PROTÉGER LES SALARIÉS ET LES AGENTS EST UNE URGENCE
Les vagues de chaleur ne sont plus des phénomènes isolés. Plus fréquentes, plus longues et plus intenses, elles transforment radicalement nos conditions de travail. Face à cette réalité climatique, l’UNSA monte au créneau pour exiger des mesures fortes.
Les politiques publiques actuelles, tout comme le récent décret du 1er juillet 2025, ne suffisent plus à garantir la sécurité des travailleurs face aux températures extrêmes. C’est pourquoi l’UNSA a décidé de renforcer ses revendications. L’objectif ? Obtenir des droits effectifs et protecteurs pour la santé de toutes et tous.
Les faits : Une menace de plus en plus lourde
Les dix dernières années sont parmi les plus chaudes jamais enregistrées en France. Depuis l’an 2000, ce sont 38 vagues de chaleur qui ont frappé le pays, avec des épisodes désormais plus précoces, plus longs, et dépassant régulièrement les 40°C dans plusieurs régions.
Les conséquences sur la santé des travailleurs sont dramatiques :
- Des décès au travail : 55 décès liés à la chaleur ont été recensés entre 2018 et 2024 par la Direction générale du Travail (un chiffre très probablement sous-estimé en raison des complications tardives).
- Hausse des accidents du travail : Le risque d’accident augmente de 5 à 7% au-dessus de 30°C, et bondit de 10 à 15% au-dessus de 38°C (données CES).
- Risques accrus pour la santé : Déshydratation rapide, baisse de vigilance, maladies cardiovasculaires, respiratoires, ou encore rénales chroniques.
Un enjeu économique majeur Protéger les travailleurs, c’est aussi protéger l’économie. Pertes de productivité, accidents, absentéisme et dégradations des infrastructures pourraient coûter jusqu’à 210 milliards d’euros à l’économie française d’ici 2030. Investir dans la prévention coûtera toujours moins cher que de réparer les conséquences.
Ce que dit la science : Les seuils de danger (INRS)
L’UNSA ne revendique pas au hasard. Elle s’appuie sur des données scientifiques solides, notamment celles de l’INRS :
- Dès 28°C : Le travail physique présente un risque pour la santé.
- Dès 30°C : Ce risque s’étend également au travail sédentaire.
- Au-delà de 33°C : La chaleur constitue un véritable danger.
Ces seuils doivent impérativement être croisés avec des facteurs aggravants tels que l’humidité, le rayonnement solaire, le manque de ventilation, ou encore le port d’équipements de protection.
Les 5 revendications d’urgence de l’UNSA
Face à l’urgence climatique et sanitaire, l’UNSA exige de nouvelles normes de protection :
- Dès 28°C : Équipements rafraîchissants et dispositifs d’alerte obligatoires pour les travailleurs les plus exposés (extérieur, isolé, métiers soumis à de fortes chaleurs). Les gilets rafraîchissants doivent être considérés comme de véritables Équipements de Protection Individuelle (EPI). Les alertes (ex: montres connectées) doivent déclencher un retrait immédiat de l’activité en cas de danger.
- Dès 28°C : Limiter le travail isolé, et l’interdire strictement au-delà de 30°C pour éviter tout drame en cas de malaise sans collègue à proximité.
- Au-delà de 35°C : Arrêt du travail en extérieur, à l’exception des missions indispensables de secours et de sécurité.
- Maintien des locaux professionnels sous 28°C avec une ventilation et un renouvellement de l’air adaptés.

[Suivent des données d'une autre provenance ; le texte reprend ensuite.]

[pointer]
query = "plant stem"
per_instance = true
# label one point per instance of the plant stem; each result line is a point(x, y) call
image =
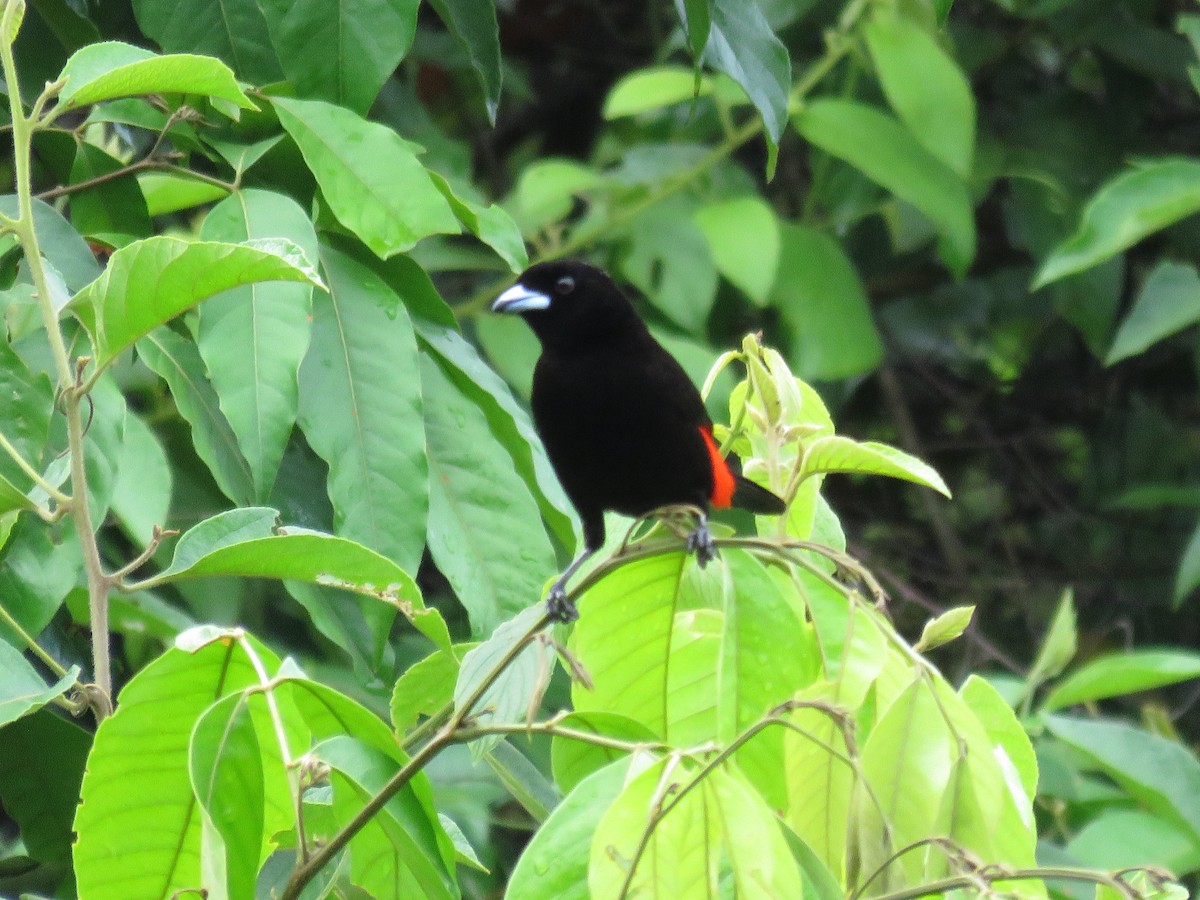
point(97, 583)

- Un Plan Canicule et Fortes Chaleurs obligatoire pour toute structure de plus de 11 salariés. Élaboré avec les représentants du personnel, il doit prévoir l’adaptation des horaires, des pauses supplémentaires, l’identification des personnes exposées et les procédures d’urgence.

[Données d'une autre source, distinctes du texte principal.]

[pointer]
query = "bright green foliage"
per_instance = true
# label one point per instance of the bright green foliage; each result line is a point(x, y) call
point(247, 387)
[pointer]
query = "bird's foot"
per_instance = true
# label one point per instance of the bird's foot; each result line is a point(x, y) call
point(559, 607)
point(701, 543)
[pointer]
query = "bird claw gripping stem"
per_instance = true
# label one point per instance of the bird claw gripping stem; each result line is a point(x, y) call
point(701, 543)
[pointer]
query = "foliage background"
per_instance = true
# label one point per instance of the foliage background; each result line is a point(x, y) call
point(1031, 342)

Représentants du personnel : Passez à l’action !
Dès les premiers épisodes de fortes chaleurs, les représentants UNSA doivent exiger de leur employeur :
- La réunion immédiate du CSE, CSA ou des instances de santé au travail.
- La mise à jour du document unique d’évaluation des risques professionnels (DUERP).

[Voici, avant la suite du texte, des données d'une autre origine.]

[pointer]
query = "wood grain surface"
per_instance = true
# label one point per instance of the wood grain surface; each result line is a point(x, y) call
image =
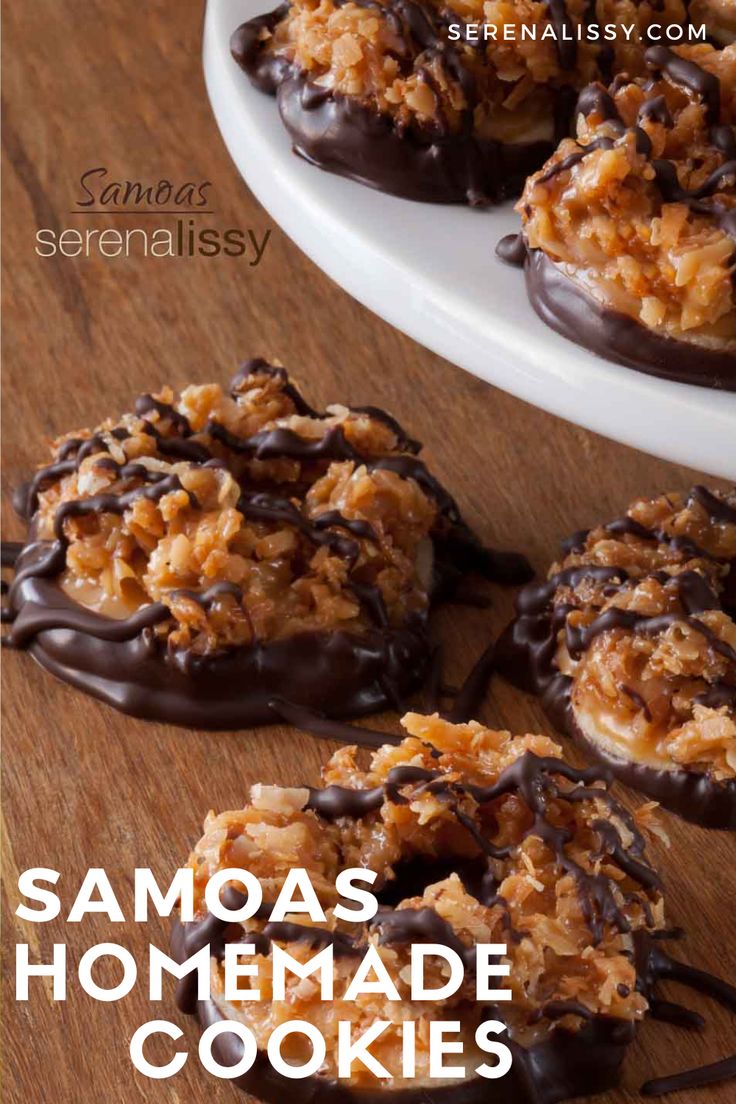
point(118, 84)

- L’adaptation immédiate des horaires (décalage des prises de poste) et le renforcement des temps de pause.
- La mise à disposition d’eau fraîche, d’équipements rafraîchissants et de salles climatisées.
- Le recours facilité au télétravail lorsque les activités le permettent.
L’ambition de l’UNSA est double : obtenir immédiatement des mesures de protection adaptées et engager une transformation durable de l’organisation du travail. La santé des travailleurs doit devenir une priorité absolue dans toutes les organisations.